Manyi: Fica bill is a bid to bankrupt the ANC

Mzwanele Manyi is the president of the Progressive Professionals Forum. Picture: Sibusiso Ndlovu/Independent Media

Mzwanele Manyi is the president of the Progressive Professionals Forum. Picture: Sibusiso Ndlovu/Independent Media

Published Jan 25, 2017

Share

Parliament – In an extraordinary submission on the Financial Intelligence Centre Amendment bill, Progressive Professional Forum president and former Cabinet spokesman Jimmy Manyi on Wednesday described it as an attempt to bankrupt the ruling ANC before the next national elections in 2019.

Manyi told MPs the money-laundering bill would be used by unnamed forces to embarrass and blacklist ANC donors "so that when we get to 2019 the ANC is as broke as hell".
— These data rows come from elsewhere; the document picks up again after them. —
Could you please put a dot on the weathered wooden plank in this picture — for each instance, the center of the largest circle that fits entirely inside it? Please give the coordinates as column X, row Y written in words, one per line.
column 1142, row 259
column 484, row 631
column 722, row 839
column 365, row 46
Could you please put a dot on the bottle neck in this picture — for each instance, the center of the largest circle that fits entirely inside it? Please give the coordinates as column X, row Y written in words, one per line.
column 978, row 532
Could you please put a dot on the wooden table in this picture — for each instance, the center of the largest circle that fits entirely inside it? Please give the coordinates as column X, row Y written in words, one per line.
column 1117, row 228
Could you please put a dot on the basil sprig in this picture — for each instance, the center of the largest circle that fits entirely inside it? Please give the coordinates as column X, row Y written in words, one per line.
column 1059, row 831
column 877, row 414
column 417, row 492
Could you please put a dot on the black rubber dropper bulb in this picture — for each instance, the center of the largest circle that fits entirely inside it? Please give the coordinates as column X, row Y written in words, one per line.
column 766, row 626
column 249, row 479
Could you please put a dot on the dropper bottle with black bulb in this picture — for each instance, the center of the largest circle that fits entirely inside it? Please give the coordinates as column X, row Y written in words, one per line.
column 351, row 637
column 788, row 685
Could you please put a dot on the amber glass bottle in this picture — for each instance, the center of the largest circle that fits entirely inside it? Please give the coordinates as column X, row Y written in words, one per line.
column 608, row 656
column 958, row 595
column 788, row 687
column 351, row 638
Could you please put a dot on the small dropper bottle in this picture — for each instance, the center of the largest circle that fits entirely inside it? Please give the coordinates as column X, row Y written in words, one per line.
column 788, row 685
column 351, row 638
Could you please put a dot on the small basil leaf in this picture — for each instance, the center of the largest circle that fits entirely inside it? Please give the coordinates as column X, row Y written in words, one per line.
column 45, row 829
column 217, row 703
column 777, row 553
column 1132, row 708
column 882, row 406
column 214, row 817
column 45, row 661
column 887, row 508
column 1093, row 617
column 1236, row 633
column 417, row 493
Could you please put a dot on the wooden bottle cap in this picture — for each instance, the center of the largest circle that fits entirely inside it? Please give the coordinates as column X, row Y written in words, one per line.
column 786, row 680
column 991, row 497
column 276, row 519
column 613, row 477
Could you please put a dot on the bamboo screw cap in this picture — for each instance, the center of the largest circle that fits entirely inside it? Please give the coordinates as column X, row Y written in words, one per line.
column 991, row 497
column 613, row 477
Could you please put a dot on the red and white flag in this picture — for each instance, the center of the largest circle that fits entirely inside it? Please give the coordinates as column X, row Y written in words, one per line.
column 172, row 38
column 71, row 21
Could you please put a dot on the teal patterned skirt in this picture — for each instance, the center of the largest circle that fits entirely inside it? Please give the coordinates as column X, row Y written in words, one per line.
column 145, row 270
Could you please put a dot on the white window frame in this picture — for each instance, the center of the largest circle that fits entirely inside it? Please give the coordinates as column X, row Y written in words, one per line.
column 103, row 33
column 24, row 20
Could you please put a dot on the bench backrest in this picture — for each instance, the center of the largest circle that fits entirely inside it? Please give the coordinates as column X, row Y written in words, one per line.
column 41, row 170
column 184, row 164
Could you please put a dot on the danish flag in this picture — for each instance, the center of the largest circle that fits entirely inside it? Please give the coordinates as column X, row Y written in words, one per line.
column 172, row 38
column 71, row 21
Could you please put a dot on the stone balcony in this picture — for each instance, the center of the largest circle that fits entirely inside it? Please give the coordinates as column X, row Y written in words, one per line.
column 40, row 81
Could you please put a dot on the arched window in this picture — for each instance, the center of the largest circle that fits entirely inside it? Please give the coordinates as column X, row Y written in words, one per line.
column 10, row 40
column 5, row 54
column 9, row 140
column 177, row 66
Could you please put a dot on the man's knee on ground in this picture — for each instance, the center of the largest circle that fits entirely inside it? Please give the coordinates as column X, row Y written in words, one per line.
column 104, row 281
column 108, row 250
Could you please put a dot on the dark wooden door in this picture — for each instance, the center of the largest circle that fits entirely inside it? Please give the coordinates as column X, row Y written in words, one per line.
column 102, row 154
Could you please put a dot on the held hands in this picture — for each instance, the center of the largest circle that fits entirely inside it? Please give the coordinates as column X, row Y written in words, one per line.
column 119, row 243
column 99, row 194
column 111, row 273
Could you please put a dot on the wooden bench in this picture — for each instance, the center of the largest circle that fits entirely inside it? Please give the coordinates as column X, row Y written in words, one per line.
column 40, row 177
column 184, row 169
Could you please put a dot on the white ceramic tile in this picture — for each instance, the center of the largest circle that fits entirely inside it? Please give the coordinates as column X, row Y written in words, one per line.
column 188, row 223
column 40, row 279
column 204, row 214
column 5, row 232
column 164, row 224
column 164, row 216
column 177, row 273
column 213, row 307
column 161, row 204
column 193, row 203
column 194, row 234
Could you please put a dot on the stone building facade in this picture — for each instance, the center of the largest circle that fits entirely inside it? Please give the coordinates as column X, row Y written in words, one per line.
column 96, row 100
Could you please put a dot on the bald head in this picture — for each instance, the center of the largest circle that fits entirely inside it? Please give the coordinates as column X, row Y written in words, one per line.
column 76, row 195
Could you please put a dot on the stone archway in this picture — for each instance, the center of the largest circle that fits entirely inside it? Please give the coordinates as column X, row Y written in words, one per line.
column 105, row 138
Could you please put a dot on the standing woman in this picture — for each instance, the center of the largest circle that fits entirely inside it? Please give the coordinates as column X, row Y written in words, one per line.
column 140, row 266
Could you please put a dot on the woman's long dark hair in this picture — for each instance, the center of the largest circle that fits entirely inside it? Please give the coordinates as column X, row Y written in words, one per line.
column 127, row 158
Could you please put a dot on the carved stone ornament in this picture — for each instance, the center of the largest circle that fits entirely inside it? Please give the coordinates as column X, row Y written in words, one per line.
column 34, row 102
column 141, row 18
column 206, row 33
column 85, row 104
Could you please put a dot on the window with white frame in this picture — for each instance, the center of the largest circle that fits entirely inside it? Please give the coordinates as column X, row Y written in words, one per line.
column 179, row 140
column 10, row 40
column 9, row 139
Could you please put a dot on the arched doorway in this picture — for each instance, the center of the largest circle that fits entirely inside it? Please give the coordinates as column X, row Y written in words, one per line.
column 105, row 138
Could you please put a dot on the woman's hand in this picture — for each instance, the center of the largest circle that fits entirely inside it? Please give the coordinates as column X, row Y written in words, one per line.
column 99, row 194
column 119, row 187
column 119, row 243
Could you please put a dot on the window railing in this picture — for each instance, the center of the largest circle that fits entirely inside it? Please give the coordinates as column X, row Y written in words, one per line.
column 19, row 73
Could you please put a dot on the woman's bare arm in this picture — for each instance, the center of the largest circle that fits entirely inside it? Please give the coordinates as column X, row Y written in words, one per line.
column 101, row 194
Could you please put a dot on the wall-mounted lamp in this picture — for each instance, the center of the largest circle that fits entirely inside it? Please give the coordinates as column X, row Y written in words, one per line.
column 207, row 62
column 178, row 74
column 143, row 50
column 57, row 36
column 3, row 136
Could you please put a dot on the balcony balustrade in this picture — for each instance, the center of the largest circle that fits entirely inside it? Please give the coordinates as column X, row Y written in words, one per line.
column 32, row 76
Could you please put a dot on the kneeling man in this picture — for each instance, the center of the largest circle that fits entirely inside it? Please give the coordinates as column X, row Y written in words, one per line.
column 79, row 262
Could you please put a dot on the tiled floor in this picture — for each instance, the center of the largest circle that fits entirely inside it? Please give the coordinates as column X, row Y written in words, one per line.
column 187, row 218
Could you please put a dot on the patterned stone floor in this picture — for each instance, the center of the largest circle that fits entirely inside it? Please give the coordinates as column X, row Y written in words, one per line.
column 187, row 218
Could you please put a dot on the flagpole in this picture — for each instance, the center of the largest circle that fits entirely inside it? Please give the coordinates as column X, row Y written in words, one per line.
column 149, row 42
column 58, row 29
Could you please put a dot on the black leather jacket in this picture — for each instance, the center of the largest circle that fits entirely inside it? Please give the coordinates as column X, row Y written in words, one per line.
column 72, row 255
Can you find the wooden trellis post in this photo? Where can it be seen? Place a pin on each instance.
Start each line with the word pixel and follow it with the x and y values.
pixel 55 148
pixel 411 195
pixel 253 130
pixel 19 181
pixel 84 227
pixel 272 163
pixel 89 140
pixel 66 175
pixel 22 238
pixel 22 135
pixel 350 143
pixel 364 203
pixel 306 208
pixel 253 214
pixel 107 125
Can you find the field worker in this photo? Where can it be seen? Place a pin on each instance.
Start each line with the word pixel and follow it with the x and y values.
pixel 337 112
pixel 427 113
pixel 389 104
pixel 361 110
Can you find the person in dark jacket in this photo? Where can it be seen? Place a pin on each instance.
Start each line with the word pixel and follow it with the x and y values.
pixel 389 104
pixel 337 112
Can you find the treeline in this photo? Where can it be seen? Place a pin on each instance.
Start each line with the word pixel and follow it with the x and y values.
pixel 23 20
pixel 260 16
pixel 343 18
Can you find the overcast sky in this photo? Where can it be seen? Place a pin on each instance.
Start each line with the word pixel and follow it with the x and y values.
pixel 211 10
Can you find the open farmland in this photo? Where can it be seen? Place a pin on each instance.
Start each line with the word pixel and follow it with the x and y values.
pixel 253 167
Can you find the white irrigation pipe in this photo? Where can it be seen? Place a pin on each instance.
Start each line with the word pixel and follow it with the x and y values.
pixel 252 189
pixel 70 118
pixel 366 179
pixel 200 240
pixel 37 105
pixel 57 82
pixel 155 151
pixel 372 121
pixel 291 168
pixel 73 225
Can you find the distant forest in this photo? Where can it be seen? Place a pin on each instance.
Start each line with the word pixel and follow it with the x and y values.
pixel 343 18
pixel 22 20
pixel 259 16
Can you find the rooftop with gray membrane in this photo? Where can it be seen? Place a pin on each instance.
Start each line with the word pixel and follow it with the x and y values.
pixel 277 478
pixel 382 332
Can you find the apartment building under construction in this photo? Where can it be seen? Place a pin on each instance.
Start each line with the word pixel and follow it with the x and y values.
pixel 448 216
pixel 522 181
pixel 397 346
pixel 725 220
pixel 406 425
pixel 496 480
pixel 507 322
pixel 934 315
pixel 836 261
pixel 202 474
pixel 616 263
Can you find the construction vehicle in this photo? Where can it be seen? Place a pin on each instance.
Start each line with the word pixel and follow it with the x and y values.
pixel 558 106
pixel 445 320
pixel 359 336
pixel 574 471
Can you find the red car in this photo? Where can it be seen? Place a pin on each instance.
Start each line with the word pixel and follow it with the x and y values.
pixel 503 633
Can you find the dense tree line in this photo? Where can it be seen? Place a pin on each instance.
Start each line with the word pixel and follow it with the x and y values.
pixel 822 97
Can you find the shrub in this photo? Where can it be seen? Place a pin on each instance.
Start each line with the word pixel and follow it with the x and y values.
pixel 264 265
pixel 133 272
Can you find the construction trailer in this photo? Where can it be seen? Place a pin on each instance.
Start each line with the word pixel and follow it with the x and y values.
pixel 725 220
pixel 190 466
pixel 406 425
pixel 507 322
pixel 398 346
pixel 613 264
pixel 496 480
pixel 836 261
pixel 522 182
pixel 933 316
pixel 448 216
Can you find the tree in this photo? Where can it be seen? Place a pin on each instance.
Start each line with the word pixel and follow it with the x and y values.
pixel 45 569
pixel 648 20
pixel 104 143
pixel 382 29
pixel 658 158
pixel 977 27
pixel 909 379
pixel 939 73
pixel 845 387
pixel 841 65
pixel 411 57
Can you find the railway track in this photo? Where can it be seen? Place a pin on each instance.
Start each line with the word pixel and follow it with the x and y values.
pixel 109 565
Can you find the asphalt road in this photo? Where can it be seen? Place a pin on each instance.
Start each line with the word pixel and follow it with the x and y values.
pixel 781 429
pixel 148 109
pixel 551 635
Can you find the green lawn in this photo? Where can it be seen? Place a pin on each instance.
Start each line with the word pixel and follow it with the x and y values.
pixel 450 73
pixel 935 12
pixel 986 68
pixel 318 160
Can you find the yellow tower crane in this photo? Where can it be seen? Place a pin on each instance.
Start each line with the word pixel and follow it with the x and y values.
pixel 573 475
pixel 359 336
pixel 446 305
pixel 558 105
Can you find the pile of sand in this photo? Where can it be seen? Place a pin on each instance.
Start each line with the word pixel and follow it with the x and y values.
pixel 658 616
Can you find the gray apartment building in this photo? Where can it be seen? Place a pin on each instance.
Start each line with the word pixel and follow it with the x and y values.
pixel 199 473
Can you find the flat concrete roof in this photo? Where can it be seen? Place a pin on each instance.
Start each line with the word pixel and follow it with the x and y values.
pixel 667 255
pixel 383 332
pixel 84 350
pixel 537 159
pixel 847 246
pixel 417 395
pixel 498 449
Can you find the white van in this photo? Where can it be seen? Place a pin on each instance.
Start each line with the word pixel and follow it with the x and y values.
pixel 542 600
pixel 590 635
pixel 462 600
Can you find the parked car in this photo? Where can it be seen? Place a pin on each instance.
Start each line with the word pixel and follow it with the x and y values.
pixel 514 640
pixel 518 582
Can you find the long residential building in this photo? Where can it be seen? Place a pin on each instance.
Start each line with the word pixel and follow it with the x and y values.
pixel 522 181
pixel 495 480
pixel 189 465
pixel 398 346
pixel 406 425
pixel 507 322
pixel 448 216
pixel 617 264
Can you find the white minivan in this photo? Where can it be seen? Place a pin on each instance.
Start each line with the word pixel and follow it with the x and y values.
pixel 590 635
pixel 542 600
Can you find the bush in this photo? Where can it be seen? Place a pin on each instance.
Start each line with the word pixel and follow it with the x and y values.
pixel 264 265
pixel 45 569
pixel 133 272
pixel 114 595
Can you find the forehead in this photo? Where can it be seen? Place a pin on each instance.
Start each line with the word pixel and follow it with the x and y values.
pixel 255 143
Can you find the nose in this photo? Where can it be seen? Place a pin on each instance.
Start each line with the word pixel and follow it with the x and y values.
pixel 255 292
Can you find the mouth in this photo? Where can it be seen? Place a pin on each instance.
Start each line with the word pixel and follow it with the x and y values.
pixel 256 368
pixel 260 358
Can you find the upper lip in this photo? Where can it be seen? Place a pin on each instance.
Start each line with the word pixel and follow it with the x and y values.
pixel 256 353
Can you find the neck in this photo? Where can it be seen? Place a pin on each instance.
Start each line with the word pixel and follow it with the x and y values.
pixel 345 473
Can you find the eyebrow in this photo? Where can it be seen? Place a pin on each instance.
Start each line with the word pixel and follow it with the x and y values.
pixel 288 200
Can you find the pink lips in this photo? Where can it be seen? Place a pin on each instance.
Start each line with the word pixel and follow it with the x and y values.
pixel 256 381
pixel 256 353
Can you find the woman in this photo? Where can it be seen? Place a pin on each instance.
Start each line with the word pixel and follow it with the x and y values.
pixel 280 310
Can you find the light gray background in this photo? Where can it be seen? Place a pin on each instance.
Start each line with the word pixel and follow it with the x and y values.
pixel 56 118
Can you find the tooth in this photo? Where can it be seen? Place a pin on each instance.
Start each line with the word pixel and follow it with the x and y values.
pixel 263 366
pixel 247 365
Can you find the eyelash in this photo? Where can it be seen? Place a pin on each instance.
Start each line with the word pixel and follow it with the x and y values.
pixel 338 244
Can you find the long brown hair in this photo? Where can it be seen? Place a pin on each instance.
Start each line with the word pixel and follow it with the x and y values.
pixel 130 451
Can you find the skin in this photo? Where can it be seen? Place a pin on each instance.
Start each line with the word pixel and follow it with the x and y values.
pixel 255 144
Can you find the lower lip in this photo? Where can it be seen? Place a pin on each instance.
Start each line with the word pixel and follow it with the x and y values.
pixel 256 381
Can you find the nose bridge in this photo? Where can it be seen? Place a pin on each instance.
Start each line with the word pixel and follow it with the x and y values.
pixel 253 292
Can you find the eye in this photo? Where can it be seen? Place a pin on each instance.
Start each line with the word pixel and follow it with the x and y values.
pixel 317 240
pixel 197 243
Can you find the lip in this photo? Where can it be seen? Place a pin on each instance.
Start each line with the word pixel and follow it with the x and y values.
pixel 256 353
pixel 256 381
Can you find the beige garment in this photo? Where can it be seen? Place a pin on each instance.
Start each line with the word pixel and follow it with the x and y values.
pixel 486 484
"We are going to have a situation where everyone is tainted by this... We are also going to be embarrassed because of this, this is a dangerous piece of legislation."

Manyi was reminded by the chairman of Parliament's standing committee on finance, Yunus Carrim, that the narrow purpose of the hearing was to air submissions on whether President Jacob Zuma's refusal to sign the bill into law for fear that it was unconstitutional was well-founded and necessitated any chance.

At issue is the president's submission that section 45(b)(i)(c) would not pass constitutional muster because it allowed for warrantless searches by finance inspectors in certain circumstances.

Zuma's detractors see in his decision to return the bill to the legislature more than six months after it was approved by the National Assembly a move to protect him and his circle from investigation by finance authorities. But the PPF and the Black Business Council argued on Wednesday that it would enhance the power of the country's biggest banks, who they claim continue to serve the interests of a white minority.

They made the further argument that investigating money-laundering should be the job of the police, and that allowing the Financial Intelligence Centre to do so gave it excessive powers.

National Treasury has warned that a failure to enact the legislation would earn South Africa a public rebuke from the Financial Action Task Force (FATF) when the body meets in February.

In a submission on behalf of National Treasury on Wednesday, Jeremy Gauntlett SC and QC, said Zuma's objection to the clause allowing warrantless searches was ill-founded, and suggested Parliament MPs leave the bill as is or "neaten" the language to make the limitations on warrantless searches more explicit still.

Ishmael Semenya, who was briefed by Parliament to give an independent legal opinion, was of the same view, saying: “The National Assembly would be perfectly entitled to simply reaffirm it in its current form."

Semenya argued that the case law citation on which Zuma based his objections was not appropriate as the legal provisions that were struck down by the Constitutional Court in the cases his lawyers referred to were much wider than those in the contested section of the FICA bill, and therefore deemed an impermissible infringement on privacy.

He concurred with senior legal parliamentary law advisor Frank Jenkins that the highest court in the land allowed warrantless searches in narrowly defined circumstances.

In this case, the bill allows Financial Intelligence Centre inspectors to carry out searches where the delay applying for a warrant would frustrate the object of the search and they were persuaded that had they approached a court for a warrant, the court would have granted it.